Thank you very much mister chairman, Ladies and Gentelmen. In this talk, I would like to share with you our initial experience with a new technology that provides drivers with feedback about their driving performance.
This technology is able to identify the occurrence of undesirable driving events? For example: Sudden braking or lane changing, sharp turning and excessive acceleration.
We call this technology the green-box. It consists of sensors for acceleration and speed and a processing unit able to identify driving events in real time . The data is transmitted to a server, which analyzes the data and generates a driver profile. A report generator then provides the driver with feedback via text messaging, e-mail or web-based reporting. Real time In-vehicle feedback is also available.
What you see here, ladies and gentlemen, is an example of the kind of information that this technology generates. Along the X axis we can see the days of the month, and along the Y axis we are see the number of trips taken each day, with each square representing a specific trip. The trips are color coded by safety level. A green trip has only few events, while a red trip means many undesirable events, or in other words, dangerous driving. Here we see a detailed description of the events that are included in one red square.

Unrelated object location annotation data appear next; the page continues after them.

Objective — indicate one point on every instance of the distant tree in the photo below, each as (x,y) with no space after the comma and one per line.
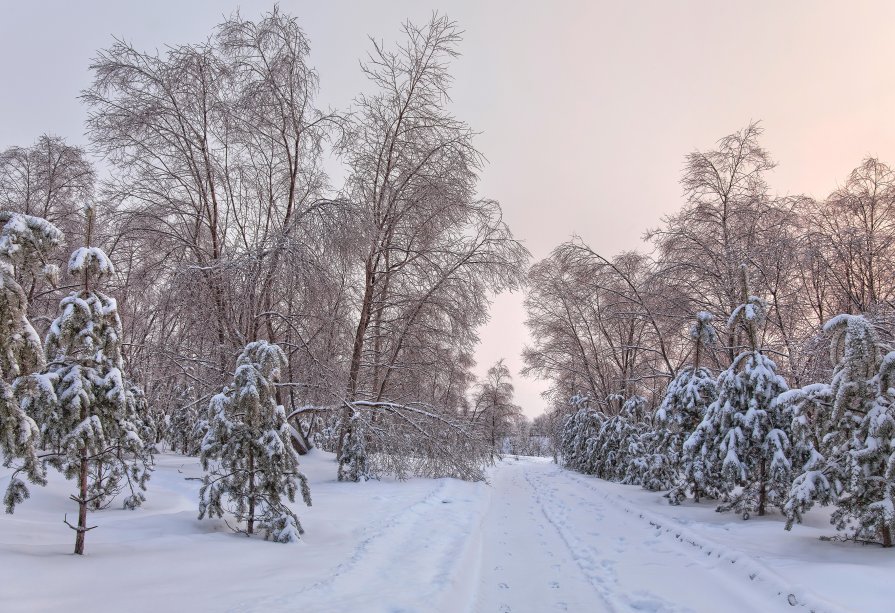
(252,467)
(493,409)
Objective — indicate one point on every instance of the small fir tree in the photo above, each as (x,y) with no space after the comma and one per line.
(252,467)
(23,243)
(685,404)
(87,412)
(845,434)
(743,438)
(353,463)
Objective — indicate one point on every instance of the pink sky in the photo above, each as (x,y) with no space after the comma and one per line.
(586,108)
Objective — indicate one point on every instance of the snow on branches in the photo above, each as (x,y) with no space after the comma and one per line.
(251,465)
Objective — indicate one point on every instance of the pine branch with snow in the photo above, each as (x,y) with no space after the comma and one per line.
(251,465)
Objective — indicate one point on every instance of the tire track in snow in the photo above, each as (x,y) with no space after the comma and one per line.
(525,564)
(742,566)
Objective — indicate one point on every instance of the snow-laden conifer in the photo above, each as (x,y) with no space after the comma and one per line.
(582,425)
(24,241)
(844,434)
(354,464)
(252,468)
(88,416)
(742,441)
(685,403)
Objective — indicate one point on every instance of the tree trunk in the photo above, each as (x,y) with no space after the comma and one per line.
(82,503)
(762,488)
(250,521)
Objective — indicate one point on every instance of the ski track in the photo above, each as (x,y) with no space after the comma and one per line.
(552,545)
(541,539)
(536,538)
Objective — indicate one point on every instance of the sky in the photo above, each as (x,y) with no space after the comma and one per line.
(586,109)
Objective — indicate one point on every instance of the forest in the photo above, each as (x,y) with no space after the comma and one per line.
(194,282)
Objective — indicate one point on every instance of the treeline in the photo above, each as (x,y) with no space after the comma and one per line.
(226,231)
(706,409)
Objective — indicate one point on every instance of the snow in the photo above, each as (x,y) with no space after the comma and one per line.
(536,537)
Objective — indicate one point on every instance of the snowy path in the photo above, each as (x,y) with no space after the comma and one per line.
(536,538)
(552,543)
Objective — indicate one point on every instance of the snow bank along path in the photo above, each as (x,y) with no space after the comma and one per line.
(537,538)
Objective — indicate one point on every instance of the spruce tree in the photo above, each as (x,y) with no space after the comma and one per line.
(688,397)
(86,410)
(743,439)
(23,242)
(251,465)
(845,434)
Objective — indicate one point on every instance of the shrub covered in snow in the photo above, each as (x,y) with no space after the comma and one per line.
(252,468)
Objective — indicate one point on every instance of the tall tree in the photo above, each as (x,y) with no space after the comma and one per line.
(424,238)
(493,409)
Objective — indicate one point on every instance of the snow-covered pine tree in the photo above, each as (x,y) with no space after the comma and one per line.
(185,433)
(845,433)
(686,400)
(353,464)
(23,241)
(581,426)
(86,411)
(247,452)
(743,438)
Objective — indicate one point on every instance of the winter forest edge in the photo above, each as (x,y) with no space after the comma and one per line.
(210,293)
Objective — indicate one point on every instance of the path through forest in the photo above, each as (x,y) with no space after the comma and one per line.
(535,538)
(554,541)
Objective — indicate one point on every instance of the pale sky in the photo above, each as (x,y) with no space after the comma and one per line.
(586,108)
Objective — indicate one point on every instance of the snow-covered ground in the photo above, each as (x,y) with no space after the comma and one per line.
(536,538)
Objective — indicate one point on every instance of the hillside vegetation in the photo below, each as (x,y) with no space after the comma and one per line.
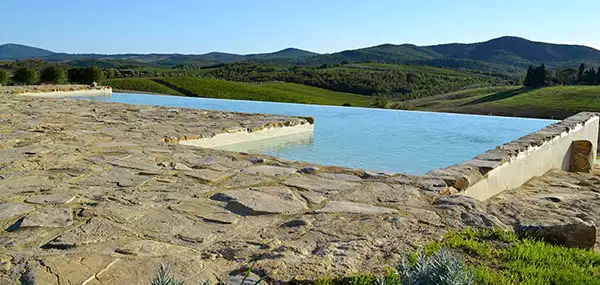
(392,81)
(504,54)
(274,92)
(139,84)
(555,102)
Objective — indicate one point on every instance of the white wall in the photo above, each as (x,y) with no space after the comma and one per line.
(553,154)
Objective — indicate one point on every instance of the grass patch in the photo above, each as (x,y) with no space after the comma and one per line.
(490,257)
(412,67)
(458,98)
(555,102)
(140,84)
(575,98)
(274,92)
(500,257)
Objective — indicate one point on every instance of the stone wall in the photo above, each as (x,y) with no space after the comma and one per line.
(511,165)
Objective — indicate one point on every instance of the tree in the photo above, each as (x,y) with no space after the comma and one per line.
(93,74)
(529,77)
(52,74)
(25,75)
(86,75)
(3,77)
(567,76)
(580,73)
(111,73)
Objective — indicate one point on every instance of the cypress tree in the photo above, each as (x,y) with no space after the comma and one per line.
(529,77)
(580,73)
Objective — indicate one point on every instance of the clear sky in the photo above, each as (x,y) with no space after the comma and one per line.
(250,26)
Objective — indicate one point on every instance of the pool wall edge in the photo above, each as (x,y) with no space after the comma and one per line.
(511,165)
(230,138)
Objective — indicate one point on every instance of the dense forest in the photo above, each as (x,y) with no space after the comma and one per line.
(541,76)
(394,84)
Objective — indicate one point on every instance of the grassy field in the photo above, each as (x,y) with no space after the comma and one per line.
(486,256)
(274,92)
(139,84)
(555,102)
(411,67)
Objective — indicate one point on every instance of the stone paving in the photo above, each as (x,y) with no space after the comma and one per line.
(101,193)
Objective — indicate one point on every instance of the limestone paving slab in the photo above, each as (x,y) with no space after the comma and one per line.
(137,206)
(48,218)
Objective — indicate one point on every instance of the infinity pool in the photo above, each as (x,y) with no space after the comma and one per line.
(374,139)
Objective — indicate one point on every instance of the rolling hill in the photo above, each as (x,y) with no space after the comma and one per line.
(504,54)
(16,51)
(518,52)
(556,102)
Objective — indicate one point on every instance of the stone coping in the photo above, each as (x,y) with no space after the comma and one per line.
(92,192)
(466,174)
(59,90)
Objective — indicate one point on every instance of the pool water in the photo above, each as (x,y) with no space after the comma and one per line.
(373,139)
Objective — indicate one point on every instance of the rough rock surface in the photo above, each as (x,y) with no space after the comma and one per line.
(142,200)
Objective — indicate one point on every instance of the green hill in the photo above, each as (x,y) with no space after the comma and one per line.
(211,88)
(139,84)
(505,54)
(518,52)
(555,102)
(273,92)
(15,51)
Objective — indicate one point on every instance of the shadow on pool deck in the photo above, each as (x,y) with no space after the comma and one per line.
(498,96)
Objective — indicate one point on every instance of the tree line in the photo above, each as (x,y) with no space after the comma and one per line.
(52,74)
(540,76)
(393,84)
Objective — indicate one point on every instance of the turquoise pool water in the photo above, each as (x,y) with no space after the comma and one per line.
(372,139)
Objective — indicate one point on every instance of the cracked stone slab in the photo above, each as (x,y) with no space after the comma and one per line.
(321,185)
(95,231)
(53,199)
(265,200)
(340,176)
(354,208)
(48,218)
(269,170)
(9,210)
(208,175)
(206,211)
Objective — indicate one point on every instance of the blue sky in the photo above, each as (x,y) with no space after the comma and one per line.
(250,26)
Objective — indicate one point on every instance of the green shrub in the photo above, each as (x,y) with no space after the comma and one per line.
(164,277)
(25,75)
(3,77)
(441,268)
(52,74)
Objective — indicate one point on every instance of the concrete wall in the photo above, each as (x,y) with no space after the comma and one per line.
(512,164)
(103,91)
(553,154)
(224,139)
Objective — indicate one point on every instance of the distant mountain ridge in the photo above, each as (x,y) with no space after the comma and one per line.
(504,54)
(16,51)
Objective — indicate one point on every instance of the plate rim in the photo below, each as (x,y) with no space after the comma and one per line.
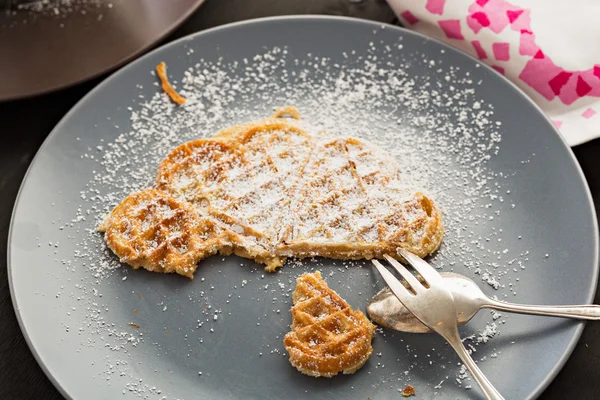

The study was conducted in Staffordshire county in the UK, were as in any other place in the world novice drivers are over presented in motor vehicle-related serious injuries and deaths. Thirty two drivers volunteered to participate in our study,
Our study design was based on comparing the driving performance of our volunteers between 2 periods. Initially, they drove with the green box activated, but they received no feedback. Then, during the feedback period, the drivers and their parents received feedback in real time while driving, by logging on to a web site, and via e-mail. Our volunteers accumulated a large volume of driving data for analysis, consisting of more than 18 thousand trips over 55 hundred hours. For the purpose of our analysis, the variable of interest was the event frequency which is the number of undesirable driving events per minute of driving.
For each of the 32 drivers, we calculated the event frequency. Here is a comparison between the blind profile period and the feedback period for each driver. As you can see, 28 drivers showed a reduction in undesirable events, and the great majority of these were statistically significant reductions.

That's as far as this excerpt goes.